In the current issue of Foreign Affairs, Joshua Goldstein and I make the case that humanitarian interventions, as part of a broader set of civilian protection mechanisms, are contributing to a reduction in mass atrocity events.
To some extent, widespread skepticism is understandable: past failures have been more newsworthy than successes, and foreign interventions inevitably face steep challenges. Yet such skepticism is unwarranted. Despite the early setbacks in Libya, NATO’s success in protecting civilians and helping rebel forces remove a corrupt leader there has become more the rule of humanitarian intervention than the exception. As Libya and the international community prepare for the post-Qaddafi transition, it is important to examine the big picture of humanitarian intervention — and the big picture is decidedly positive. Over the last 20 years, the international community has grown increasingly adept at using military force to stop or prevent mass atrocities.
The doctrine has become integrated into a growing tool kit of conflict management strategies that includes today’s more robust peacekeeping operations and increasingly effective international criminal justice mechanisms. Collectively, these strategies have helped foster an era of declining armed conflict, with wars occurring less frequently and producing far fewer civilian casualties than in previous periods.
The article is juxtaposed with a thoughtful piece by Ben Valentino. Although our articles are set up as a debate, I absolutely agree with him that there are far more cost effective ways to protect civilians with early prevention efforts.
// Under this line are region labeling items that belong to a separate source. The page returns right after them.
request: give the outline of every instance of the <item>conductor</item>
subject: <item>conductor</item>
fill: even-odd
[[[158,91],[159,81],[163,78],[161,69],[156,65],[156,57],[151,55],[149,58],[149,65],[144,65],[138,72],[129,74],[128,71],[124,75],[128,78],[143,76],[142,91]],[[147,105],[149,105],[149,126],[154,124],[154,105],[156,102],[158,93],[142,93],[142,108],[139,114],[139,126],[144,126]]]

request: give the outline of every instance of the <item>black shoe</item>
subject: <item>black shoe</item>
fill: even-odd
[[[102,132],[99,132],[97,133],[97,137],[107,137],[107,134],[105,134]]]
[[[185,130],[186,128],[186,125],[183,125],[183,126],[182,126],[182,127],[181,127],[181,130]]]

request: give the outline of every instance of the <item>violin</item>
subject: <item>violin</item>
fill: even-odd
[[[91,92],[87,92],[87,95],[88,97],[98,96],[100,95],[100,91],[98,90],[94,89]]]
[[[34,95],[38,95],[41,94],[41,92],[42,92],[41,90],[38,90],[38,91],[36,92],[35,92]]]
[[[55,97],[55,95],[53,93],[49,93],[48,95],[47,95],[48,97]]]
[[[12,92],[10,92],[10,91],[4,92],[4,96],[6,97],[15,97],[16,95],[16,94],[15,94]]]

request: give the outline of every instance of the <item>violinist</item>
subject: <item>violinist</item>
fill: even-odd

The argument Joshua and I make about humanitarian intervention is about what needs to be done when those preventive efforts have failed and when we face an imminent threat to civilians. I am firmly committed to the idea that external military intervention cannot be taken lightly and should only be used as a last resort. Pillars one and two of R2P focus on the state’s responsibility to protect its own civilians and on the international community’s responsibility to help states do so. It is only if those efforts fail, that pillar three comes into play with the pledge that the international community is prepared to take action. (Parenthetically, it is all three pillars that constitute R2P — there is no way the UN General Assembly would have unanimously supported paragraphs 138 and 139 of the 2005 World Summit Outcome Document if this was simply an intervention doctrine).
Even under pillar 3, however, the obligation is for the international community to respond with a wide range of instruments of statecraft prior to considering military intervention. In Libya, UNSC Res. 1970 was an effort to forestall a mass atrocity event without military intervention. As I argued in earlier posts, when that effort failed, and an attack on Benghazi was imminent, the UN Security Council authorized the use of force in UNSC Res. 1973.
Many still contend that it is too early to tell if Libya was a “success” of intervention because there may be difficulties to come. I agree that many challenges still exist. I have just finished co-editing a book with Patrice McMahon titled The International Community and Statebuilding: Getting Its Act Together that will be published in David Chandler’s Series on Intervention and Statebuilding from Routledge early next spring. The volume build’s on an earlier piece that I co-authored with Patricewritings on Bosnia on the long-term difficulties of consolidation post-conflict stability and peace.
Yet, as Joshua and I argue in the current article, the broader point is that mass atrocity events have been averted during recent interventions — something that has not happened in cases where the international community has hesitated, acted feebly, or failed to act:
Contrary to the claims that interventions prolong civil wars and lead to greater humanitarian suffering and civilian casualties, the most violent and protracted cases in recent history—Somalia, Rwanda, the Democratic Republic of the Congo, Bosnia before Srebrenica, and Darfur—have been cases in which the international community was unwilling either to intervene or to sustain a commitment with credible force.